Keyword arguments mirror the Infomap CLI flags. Use InfomapOptions for the full parameter reference and run_with_options() when reusing a saved configuration.

Parameters:
  • args (str, optional) – Raw Infomap arguments to prepend before rendered keyword options.

  • initial_partition (dict, optional) – Initial partition to use for this run only. See initial_partition.

run_with_options(options, *, args=None, initial_partition=None)

Run Infomap using a reusable InfomapOptions instance.

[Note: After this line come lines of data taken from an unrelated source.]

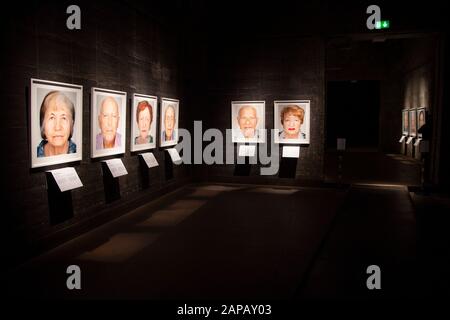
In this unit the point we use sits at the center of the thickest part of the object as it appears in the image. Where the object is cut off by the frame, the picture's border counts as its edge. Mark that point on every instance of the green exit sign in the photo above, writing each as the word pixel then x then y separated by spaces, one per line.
pixel 385 24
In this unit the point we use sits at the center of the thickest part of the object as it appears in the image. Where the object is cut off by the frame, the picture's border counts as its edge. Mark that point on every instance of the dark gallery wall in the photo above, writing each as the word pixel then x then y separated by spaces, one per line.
pixel 120 46
pixel 206 54
pixel 267 69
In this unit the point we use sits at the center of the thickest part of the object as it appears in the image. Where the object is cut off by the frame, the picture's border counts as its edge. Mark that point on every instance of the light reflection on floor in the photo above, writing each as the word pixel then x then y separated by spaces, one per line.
pixel 274 191
pixel 120 247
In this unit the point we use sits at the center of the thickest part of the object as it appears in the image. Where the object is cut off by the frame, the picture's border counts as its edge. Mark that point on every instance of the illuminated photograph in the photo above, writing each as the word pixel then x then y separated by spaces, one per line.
pixel 412 123
pixel 292 121
pixel 248 121
pixel 108 122
pixel 169 122
pixel 143 122
pixel 405 122
pixel 56 122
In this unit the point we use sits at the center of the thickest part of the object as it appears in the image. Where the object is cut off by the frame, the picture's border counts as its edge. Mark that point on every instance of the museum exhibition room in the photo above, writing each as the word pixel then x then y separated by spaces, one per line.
pixel 216 150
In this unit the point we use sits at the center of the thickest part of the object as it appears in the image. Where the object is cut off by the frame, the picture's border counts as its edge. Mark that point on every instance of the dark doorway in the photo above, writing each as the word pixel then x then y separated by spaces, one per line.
pixel 353 109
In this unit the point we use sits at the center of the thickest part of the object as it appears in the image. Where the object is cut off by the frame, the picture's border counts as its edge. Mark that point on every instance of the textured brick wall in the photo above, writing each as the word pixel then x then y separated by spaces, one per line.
pixel 118 48
pixel 266 68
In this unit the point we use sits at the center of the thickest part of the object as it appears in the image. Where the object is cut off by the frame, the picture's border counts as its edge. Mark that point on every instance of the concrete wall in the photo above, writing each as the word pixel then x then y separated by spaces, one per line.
pixel 118 47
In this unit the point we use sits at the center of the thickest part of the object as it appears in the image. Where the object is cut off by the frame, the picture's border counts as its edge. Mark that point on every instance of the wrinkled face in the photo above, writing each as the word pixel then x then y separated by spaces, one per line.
pixel 144 121
pixel 247 120
pixel 291 124
pixel 421 119
pixel 413 122
pixel 109 119
pixel 169 120
pixel 57 123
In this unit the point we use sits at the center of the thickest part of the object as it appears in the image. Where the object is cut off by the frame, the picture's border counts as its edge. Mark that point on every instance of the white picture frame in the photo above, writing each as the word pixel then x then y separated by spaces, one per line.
pixel 167 104
pixel 421 120
pixel 63 146
pixel 412 123
pixel 143 138
pixel 405 122
pixel 114 119
pixel 248 121
pixel 295 129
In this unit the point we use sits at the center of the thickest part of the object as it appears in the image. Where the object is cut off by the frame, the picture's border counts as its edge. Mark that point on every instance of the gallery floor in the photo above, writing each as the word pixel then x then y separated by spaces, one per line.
pixel 220 241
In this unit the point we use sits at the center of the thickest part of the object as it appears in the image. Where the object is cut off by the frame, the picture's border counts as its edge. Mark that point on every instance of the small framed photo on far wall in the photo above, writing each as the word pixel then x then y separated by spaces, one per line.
pixel 169 122
pixel 421 120
pixel 143 122
pixel 405 122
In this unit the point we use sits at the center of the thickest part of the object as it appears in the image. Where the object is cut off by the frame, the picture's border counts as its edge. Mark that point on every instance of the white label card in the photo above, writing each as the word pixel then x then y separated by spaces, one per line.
pixel 66 178
pixel 116 167
pixel 247 151
pixel 174 155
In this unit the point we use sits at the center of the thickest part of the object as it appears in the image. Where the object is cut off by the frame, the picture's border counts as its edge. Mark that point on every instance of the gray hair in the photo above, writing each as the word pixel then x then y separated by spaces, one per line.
pixel 46 103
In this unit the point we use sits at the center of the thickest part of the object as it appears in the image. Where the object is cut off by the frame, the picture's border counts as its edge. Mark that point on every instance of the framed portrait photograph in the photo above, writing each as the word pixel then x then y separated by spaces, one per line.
pixel 248 121
pixel 143 122
pixel 412 123
pixel 405 122
pixel 421 120
pixel 108 122
pixel 169 122
pixel 292 121
pixel 56 122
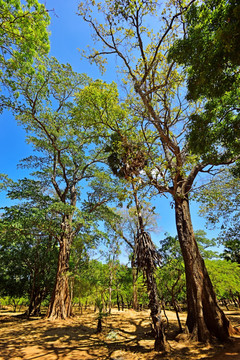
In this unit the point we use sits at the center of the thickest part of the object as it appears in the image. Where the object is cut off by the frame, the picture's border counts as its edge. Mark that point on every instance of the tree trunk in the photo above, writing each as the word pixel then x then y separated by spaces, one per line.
pixel 118 302
pixel 134 277
pixel 154 305
pixel 60 306
pixel 205 319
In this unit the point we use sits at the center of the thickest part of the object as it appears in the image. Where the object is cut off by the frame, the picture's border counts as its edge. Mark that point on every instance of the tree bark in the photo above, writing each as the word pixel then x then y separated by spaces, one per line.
pixel 205 319
pixel 60 306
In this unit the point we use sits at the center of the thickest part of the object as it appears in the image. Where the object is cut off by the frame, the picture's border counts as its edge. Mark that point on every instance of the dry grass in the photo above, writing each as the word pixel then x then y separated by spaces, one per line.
pixel 125 336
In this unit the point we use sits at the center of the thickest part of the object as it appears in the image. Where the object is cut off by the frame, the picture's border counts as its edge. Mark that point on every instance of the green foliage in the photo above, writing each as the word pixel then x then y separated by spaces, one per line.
pixel 210 48
pixel 219 202
pixel 28 249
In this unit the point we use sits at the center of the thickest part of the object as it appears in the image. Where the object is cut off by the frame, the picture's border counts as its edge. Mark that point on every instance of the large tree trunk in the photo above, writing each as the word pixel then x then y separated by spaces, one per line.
pixel 205 319
pixel 60 306
pixel 134 277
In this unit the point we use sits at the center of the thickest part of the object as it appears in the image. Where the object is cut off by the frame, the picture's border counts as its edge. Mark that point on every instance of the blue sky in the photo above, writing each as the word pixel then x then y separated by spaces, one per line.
pixel 69 33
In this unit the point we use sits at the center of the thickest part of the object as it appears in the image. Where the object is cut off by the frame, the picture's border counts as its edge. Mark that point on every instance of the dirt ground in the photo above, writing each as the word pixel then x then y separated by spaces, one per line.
pixel 125 336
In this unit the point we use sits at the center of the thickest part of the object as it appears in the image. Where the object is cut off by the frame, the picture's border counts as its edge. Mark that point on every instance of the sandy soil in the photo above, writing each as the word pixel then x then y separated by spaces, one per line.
pixel 125 336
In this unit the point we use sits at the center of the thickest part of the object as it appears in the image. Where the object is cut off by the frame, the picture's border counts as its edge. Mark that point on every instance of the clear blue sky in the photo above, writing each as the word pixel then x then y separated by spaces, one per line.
pixel 69 33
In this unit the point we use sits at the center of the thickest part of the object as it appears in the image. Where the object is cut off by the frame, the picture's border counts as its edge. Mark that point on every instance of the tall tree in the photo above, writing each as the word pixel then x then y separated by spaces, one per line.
pixel 210 52
pixel 156 142
pixel 66 157
pixel 219 203
pixel 28 244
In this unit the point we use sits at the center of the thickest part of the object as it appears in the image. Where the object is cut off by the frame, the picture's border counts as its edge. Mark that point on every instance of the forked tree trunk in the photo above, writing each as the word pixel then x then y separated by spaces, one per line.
pixel 205 319
pixel 60 306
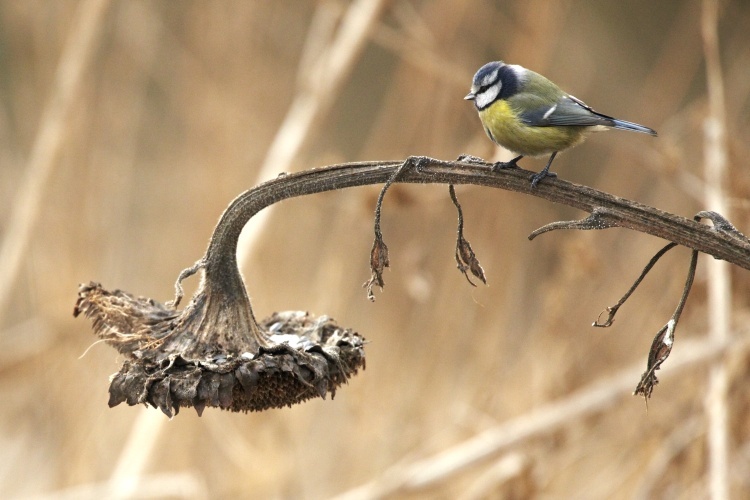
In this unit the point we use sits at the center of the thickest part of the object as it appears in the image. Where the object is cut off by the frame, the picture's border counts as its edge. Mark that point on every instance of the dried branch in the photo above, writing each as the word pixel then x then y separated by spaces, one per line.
pixel 215 353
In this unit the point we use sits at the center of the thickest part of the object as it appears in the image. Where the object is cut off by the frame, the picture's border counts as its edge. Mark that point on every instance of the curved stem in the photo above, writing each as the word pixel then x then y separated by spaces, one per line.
pixel 221 261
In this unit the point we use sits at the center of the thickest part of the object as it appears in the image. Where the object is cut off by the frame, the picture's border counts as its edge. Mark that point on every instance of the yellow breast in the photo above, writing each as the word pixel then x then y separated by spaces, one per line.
pixel 503 127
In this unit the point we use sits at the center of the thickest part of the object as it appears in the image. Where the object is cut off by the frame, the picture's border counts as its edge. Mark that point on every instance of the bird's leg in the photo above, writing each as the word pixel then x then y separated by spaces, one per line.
pixel 544 172
pixel 506 164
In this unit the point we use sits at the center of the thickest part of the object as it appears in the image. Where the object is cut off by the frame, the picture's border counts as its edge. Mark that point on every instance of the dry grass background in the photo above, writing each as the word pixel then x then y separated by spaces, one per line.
pixel 172 114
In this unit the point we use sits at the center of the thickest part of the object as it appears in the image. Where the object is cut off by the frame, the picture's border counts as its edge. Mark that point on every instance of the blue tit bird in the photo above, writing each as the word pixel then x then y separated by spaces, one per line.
pixel 526 113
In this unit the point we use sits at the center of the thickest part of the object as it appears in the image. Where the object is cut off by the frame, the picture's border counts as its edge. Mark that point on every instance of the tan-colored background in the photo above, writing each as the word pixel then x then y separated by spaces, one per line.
pixel 173 116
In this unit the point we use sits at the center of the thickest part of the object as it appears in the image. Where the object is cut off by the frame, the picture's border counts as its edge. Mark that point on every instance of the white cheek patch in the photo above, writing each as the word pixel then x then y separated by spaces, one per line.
pixel 488 79
pixel 486 98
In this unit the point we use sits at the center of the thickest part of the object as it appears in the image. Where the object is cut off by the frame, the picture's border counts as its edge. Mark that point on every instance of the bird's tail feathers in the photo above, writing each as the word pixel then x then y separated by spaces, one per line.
pixel 633 127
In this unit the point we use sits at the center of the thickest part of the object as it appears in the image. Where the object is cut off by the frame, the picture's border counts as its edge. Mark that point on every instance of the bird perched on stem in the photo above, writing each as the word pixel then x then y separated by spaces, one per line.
pixel 526 113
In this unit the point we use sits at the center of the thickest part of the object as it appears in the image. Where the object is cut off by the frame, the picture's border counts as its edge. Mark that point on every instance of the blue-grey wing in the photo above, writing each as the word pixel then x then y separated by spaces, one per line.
pixel 566 112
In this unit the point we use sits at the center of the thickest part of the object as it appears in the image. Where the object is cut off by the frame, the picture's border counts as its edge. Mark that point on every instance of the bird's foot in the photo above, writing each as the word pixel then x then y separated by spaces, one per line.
pixel 500 165
pixel 539 176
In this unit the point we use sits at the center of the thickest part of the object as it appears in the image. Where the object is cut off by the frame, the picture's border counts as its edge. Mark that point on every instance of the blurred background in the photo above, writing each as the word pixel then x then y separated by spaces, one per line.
pixel 127 127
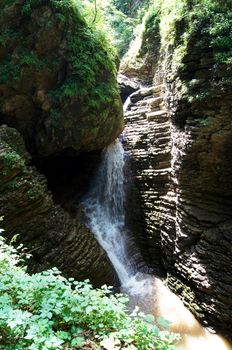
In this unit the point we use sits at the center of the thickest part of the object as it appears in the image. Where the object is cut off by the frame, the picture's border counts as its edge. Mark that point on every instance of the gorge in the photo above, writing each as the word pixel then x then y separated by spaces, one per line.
pixel 159 198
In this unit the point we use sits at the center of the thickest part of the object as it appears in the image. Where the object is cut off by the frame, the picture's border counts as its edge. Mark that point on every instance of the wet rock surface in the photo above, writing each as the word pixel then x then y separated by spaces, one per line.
pixel 51 234
pixel 57 83
pixel 182 165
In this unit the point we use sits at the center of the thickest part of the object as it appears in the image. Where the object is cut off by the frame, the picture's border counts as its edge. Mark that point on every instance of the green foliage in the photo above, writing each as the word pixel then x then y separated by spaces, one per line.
pixel 8 35
pixel 12 160
pixel 29 58
pixel 47 311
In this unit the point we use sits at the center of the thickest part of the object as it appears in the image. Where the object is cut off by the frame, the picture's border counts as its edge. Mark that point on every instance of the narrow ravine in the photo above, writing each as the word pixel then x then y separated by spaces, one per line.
pixel 105 211
pixel 105 214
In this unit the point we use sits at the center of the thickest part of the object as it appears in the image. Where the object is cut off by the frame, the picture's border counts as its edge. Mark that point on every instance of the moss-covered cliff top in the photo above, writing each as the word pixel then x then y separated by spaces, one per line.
pixel 57 81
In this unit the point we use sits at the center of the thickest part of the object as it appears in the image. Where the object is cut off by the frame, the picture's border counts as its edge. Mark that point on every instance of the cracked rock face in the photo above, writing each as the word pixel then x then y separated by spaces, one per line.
pixel 51 234
pixel 182 166
pixel 57 83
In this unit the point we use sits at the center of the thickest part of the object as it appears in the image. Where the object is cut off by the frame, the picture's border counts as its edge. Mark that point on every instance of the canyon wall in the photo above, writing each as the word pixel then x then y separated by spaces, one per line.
pixel 59 100
pixel 178 133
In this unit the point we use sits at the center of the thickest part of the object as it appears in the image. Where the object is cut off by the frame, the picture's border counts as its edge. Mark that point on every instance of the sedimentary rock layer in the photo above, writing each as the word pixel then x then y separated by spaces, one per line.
pixel 181 159
pixel 50 234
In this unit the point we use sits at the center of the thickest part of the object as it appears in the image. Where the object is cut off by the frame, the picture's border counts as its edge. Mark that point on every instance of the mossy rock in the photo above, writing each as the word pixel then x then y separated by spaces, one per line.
pixel 57 82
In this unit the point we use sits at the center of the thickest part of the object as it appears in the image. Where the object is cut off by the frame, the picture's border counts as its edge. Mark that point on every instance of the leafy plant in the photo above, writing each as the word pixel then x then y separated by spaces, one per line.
pixel 47 311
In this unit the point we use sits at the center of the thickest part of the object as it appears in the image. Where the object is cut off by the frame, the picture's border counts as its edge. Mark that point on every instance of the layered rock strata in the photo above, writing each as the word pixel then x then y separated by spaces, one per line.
pixel 57 82
pixel 50 234
pixel 182 170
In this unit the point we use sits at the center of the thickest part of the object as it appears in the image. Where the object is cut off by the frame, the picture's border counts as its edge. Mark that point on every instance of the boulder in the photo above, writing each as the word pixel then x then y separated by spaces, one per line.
pixel 57 82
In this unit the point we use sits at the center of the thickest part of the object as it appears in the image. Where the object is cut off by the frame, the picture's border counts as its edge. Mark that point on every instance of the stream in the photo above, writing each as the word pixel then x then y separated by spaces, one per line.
pixel 105 212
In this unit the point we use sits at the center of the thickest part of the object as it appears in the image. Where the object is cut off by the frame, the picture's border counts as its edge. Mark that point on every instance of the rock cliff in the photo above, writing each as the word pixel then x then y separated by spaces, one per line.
pixel 179 136
pixel 50 234
pixel 57 82
pixel 59 100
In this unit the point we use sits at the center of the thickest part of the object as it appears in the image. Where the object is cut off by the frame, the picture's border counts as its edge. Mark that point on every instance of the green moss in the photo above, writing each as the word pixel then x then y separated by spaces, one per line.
pixel 12 160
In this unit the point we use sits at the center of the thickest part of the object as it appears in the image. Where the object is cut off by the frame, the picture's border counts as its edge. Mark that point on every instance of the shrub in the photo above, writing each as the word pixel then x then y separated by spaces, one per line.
pixel 46 311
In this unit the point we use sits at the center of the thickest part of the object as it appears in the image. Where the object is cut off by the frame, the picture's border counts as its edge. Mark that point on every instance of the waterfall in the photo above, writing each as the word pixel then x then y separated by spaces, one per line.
pixel 105 212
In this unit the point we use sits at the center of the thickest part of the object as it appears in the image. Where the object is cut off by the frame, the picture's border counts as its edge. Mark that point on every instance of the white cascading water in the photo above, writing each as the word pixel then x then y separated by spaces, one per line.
pixel 105 211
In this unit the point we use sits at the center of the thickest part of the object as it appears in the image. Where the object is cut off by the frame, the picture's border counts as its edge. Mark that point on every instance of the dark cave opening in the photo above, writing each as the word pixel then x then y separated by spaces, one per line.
pixel 69 177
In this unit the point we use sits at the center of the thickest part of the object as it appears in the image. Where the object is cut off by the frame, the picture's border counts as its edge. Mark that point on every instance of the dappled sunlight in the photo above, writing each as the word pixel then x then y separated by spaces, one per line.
pixel 194 336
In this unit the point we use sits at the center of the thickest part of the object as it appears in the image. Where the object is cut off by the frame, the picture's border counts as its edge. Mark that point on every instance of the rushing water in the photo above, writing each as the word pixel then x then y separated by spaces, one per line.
pixel 105 211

set_meta_data(node_id, meta_category)

Set meta data to a node.

Examples

>>> from infomap import Infomap
>>> im = Infomap(silent=True, num_trials=10)
>>> im.add_links((
...     (1, 2), (1, 3), (2, 3),
...     (3, 4),
...     (4, 5), (4, 6), (5, 6)
... ))
>>> im.set_meta_data(1, 0)
>>> im.set_meta_data(2, 0)
>>> im.set_meta_data(3, 1)
>>> im.set_meta_data(4, 1)
>>> im.set_meta_data(5, 0)
>>> im.set_meta_data(6, 0)
>>> im.run(meta_data_rate=0)
>>> im.num_top_modules
2
>>> im.run(meta_data_rate=2)
>>> im.num_top_modules
3
Parameters:
  • node_id (int)

  • meta_category (int)

set_name(node_id, name)

Set the name of a node.

Parameters:
set_names(names)

Set names to several nodes at once.

Examples

With tuples

>>> from infomap import Infomap
>>> im = Infomap()
>>> names = (
...     (1, "Node 1"),
...     (2, "Node 2")
... )
>>> im.set_names(names)
>>> im.names
{1: 'Node 1', 2: 'Node 2'}

With dict

>>> from infomap import Infomap
>>> im = Infomap()
>>> names = {
...     1: "Node 1",
...     2: "Node 2"
... }
>>> im.set_names(names)
>>> im.names
{1: 'Node 1', 2: 'Node 2'}

See also

set_name, names

Parameters:

names (iterable of tuples or dict of int: str) – Iterable of tuples on the form (node_id, name) or dict of the form {node_id: name}.

summary()

Return a compact dictionary with network and result state.

Before run(), the summary contains loaded network counts and higher-order state-node information. After run(), it also includes module counts, codelength components, entropy rate, and elapsed time.